Amalia E Maulana semakin tajam menempatkan positioning personal brandnya. Lebih spesifik dari positioningnya yang sudah tersemat sebagai konsultan branding dan ethnographer, Kamis (28/05) kemarin ia meluncurkan buku baru berjudul “PERSONAL BRANDING, Membangun Citra Diri yang Cemerlang.” Karya ini adalah buku ketiga setelah pada tahun 2009 ia menerbitkan “Consumer Insight via Ethnography” dan “BRANDMATE : Mengubah Just Friend Menjadi Soulmate” di tahun 2012.
Amalia E Maulana dalam acara peluncuran bukunya " PERSONAL BRANDING, Membangun Citra Diri yang Cemerlang"
Dalam buku tersebut, ia mencatat beberapa miskonsepsi seputar personal branding yang membuat tidak banyak orang serius menekuninya. Banyak orang yang menganggap personal branding adalah ilmu sederhana dan kemudian semakin disederhanakan, bahkan cenderung disepelekan. Termasuk adanya anggapan bahwa personal branding hanya untuk para artis dan tokoh. Padahal, menurutnya, semua orang mestinya butuh membina personal brand juga.
Miskonsepsi kedua adalah anggapan yang menyamakan personal branding dengan “pencitraan”, sebuah kata yang sudah telanjur mendapat stigma negatif jika apa yang dicitrakan tidak sesuai dengan kenyataan. Semestinya, lanjut Amalia, untuk melakukan branding dirinya sendiri, seseorang tidak perlu menjadi orang lain. Ia juga tidak perlu melengkapi dirinya dengan asesoris pribadi yang mahal karena sesungguhnya personal branding itu tidak tergantung dari kemasan/perlengkapannya.
Menurut Doktor lulusan School of Marketing University of New South Wales, Australia ini, tujuan utama personal branding sebenarnya bukan menjadikan diri terkenal, lebih dari itu adalah untuk menjadikan pribadinya sebagai orang terpilih. “Personal brand cemerlang adalah seseorang yang selalu dipilih dalam setiap kesempatan. Dipercaya bisa memberikan benefit yang diharapkan oleh stakeholder-nya,” paparnya.

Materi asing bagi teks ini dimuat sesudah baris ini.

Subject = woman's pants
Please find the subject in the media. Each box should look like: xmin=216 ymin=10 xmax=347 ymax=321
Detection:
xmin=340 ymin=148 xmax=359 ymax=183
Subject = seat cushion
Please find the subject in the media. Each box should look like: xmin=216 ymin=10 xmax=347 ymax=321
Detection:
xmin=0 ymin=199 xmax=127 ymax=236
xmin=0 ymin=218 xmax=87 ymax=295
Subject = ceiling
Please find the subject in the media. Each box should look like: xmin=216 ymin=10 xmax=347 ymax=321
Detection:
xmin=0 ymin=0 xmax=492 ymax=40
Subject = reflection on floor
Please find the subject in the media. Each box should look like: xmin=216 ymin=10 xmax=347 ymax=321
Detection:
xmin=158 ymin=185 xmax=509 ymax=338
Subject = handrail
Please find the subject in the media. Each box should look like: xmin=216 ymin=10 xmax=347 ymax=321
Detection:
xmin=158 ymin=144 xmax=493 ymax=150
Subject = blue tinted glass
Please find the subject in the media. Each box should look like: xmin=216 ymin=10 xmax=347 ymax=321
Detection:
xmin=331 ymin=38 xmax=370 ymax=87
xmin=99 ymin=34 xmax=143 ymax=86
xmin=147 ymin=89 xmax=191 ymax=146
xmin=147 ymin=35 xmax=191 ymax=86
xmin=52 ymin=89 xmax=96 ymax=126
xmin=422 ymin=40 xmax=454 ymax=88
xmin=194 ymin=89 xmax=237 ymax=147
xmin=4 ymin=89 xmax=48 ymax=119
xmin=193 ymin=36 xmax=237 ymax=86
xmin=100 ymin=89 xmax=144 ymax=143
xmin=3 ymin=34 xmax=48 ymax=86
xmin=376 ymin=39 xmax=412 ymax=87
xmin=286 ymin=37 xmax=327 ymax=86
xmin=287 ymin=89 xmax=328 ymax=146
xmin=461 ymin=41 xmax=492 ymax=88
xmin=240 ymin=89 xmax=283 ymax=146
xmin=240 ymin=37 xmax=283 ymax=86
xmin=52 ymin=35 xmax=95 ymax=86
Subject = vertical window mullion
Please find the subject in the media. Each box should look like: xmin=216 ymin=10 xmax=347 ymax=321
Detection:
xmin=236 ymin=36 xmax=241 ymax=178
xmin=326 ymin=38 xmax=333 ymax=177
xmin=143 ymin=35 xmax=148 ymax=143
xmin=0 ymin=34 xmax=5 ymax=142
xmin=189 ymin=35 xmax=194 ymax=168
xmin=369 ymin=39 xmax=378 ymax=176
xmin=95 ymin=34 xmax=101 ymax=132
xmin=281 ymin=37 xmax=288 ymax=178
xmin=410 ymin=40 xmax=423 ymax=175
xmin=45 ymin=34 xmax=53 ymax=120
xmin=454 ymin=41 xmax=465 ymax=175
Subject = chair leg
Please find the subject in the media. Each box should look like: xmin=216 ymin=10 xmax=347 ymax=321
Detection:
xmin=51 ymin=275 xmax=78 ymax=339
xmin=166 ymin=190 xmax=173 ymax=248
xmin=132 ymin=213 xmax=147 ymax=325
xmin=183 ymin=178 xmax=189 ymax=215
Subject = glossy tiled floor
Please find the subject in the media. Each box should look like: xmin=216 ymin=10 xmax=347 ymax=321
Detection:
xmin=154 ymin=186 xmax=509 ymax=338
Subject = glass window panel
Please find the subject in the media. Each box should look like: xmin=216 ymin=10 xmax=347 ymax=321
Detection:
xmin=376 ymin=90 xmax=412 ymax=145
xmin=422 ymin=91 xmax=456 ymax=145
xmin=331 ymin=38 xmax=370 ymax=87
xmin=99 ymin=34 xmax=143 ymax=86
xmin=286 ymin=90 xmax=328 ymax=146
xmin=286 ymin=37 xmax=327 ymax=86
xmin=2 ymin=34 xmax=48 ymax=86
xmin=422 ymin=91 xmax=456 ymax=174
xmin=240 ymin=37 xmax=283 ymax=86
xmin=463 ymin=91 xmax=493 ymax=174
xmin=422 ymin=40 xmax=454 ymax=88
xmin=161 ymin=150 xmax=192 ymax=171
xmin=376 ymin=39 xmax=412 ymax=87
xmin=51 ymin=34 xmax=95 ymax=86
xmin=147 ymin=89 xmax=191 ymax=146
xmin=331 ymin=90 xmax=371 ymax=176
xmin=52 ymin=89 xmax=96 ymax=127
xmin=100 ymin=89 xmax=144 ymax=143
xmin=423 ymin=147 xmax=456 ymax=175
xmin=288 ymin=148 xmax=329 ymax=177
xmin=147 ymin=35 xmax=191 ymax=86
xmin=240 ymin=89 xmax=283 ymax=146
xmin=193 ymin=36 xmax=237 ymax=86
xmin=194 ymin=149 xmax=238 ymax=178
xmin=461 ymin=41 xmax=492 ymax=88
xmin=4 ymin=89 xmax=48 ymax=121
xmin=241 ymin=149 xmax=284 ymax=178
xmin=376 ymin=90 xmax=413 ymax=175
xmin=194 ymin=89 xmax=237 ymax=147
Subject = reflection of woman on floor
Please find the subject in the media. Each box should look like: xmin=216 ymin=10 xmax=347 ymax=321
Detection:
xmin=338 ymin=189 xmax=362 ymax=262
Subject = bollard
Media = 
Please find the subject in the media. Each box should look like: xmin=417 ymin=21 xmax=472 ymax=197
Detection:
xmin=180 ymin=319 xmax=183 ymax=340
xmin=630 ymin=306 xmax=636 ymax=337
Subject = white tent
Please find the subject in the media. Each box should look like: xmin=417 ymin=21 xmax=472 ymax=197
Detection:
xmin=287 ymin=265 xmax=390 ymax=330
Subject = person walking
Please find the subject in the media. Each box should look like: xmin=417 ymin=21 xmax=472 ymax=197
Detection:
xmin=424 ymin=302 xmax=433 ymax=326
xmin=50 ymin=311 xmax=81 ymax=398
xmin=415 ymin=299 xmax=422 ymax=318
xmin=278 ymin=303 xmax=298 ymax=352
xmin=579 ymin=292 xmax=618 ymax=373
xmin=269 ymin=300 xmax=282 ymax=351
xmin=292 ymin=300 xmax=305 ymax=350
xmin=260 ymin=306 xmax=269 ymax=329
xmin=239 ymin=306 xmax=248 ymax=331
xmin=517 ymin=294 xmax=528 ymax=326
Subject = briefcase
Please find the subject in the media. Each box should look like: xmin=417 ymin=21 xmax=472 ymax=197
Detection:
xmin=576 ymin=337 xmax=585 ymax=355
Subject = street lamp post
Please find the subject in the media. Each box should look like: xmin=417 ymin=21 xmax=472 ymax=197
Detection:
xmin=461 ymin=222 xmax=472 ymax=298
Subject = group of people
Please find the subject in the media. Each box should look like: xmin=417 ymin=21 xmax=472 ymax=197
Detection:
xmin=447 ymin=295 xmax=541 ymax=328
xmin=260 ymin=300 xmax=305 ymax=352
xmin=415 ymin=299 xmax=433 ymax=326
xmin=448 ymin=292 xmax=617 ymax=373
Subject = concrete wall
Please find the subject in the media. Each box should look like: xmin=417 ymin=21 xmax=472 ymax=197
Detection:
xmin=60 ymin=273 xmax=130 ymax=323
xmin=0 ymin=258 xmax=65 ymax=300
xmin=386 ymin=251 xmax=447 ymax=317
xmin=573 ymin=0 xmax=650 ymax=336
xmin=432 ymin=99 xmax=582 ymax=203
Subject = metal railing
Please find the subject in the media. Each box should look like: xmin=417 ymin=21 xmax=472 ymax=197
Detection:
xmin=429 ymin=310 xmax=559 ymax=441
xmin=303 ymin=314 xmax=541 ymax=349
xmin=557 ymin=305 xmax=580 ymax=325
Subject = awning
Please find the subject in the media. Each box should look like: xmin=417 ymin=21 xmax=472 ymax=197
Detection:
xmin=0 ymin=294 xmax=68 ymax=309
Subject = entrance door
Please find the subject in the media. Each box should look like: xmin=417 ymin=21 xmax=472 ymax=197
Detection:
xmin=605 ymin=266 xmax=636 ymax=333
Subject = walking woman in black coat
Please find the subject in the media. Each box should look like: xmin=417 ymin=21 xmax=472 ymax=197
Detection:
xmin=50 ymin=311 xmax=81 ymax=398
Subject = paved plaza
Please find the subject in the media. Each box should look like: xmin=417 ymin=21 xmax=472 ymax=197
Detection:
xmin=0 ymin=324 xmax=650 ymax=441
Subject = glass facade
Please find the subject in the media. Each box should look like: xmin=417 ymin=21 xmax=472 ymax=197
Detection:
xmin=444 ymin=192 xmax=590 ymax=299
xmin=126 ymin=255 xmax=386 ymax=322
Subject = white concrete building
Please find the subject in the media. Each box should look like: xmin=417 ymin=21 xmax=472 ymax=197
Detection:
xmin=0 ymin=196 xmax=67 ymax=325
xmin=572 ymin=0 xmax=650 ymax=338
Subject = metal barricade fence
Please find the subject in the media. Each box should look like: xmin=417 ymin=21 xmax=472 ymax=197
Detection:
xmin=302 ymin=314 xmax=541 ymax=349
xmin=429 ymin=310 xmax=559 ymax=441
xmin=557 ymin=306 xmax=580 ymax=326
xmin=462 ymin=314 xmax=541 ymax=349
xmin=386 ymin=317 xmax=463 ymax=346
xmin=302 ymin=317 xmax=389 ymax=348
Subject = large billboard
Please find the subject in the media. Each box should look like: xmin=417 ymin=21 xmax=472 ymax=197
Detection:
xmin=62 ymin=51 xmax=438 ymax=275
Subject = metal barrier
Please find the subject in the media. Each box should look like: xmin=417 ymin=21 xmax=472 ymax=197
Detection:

Di salam buku tersebut, Amalia juga menyarankan pelaku personal branding untuk memperbanyak “soulmate” –- baca social capital-- terutama ketika keadaan tenang dan baik-baik saja. “Jangan menunda. Ujian brand atau ujian reputasi itu bisa datang kapan saja yang tidak kita ketahui waktunya. Saat ujian itu datang, pastikan banyak soulmate yang siap menjadi brand guardian,” demikian pesan CEO Ethnomark Consulting tersebut.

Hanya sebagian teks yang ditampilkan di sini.